Nie będzie to szczególnie odkrywcze, ale uważam, że głównymi wadami kolekcji jest fragmentaryczność zawartych historii, ich powtarzalność i współczesność. Regułom tym wymyka się jedynie Conan(chwała Hachette!!!), Transformers(chociaż to moja zawiedziona nadzieja- kiedyś uważałem, że te historie są znacznie ciekawsze) i w dużej mierze StarWars(dA), które dało mi nieoczekiwanie dużo satysfakcji(tylko okładek poszczególnych zeszytów zabrakło
) .
Fragmentaryczność to zmora, która nie daje mi spokoju od czasu Świata Młodych i Elektry z ASEditora. Szczęśliwie się jednak złożyło, że wiele z tych historii po latach dostajemy na nowo i w komplecie - ale o tym wszyscy wiedzą... Powtarzalność jest nie mniej uciążliwa - bo ile może być dla przykładu wydań Dark Phoenix Saga - niezależnie jak dobra jest to historia( a jest to jeden z ciekawszych X-ów). Na koniec zostawiłem współczesność. W przypadku DC, trawię trochę łatwiej, ale odbijam się od większości historii Marvel Now/ ANAD a ilość nowszych wersji chociażby w polskim MMH emocjonalnie mnie dobija
. Kupowanie seryjniaków z Egmontu w przypadku DC odpuściłem po NoweDC, a Marvela już na starcie MarvelNow.
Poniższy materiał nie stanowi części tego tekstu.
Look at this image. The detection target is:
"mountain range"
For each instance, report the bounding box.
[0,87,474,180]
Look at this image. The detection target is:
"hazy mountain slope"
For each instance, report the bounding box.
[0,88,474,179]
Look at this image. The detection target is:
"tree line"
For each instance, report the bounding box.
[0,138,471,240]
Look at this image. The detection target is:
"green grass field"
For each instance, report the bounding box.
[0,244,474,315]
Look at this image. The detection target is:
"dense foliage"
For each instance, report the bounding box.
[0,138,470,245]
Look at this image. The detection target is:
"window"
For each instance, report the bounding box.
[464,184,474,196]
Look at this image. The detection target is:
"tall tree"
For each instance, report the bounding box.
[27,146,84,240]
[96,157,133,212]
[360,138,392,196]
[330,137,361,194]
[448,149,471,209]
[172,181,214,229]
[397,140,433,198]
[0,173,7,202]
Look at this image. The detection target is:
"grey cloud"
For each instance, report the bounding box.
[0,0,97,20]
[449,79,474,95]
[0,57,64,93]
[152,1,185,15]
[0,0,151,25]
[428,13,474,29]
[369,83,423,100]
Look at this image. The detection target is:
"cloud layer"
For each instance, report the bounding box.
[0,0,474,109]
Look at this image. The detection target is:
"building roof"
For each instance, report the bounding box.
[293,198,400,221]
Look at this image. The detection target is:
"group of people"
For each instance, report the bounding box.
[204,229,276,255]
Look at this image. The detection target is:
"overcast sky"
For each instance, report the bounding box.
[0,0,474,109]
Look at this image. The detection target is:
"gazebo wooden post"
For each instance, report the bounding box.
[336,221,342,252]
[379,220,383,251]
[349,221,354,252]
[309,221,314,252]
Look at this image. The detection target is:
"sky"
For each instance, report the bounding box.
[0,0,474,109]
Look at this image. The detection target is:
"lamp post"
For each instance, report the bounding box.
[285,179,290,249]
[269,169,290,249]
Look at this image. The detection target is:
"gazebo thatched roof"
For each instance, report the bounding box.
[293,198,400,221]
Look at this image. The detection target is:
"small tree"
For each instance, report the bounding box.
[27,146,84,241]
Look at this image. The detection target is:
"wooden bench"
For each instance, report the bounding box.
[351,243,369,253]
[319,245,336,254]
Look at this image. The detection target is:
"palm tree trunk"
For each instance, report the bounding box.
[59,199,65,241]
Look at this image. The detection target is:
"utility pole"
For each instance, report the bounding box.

Pojawiały się głosy, że Odrodzenie nie jest aż tak blade, piszecie również dużo o nowych Marvelach, ale ze względu na budżet i to co poznałem dzięki kolekcjom - odpuszczam.
Niewątpliwą zaleta kolekcji są ceny poszczególnych tomów i niekiedy panorama
. Z doborem tytułów bywa niestety różnie.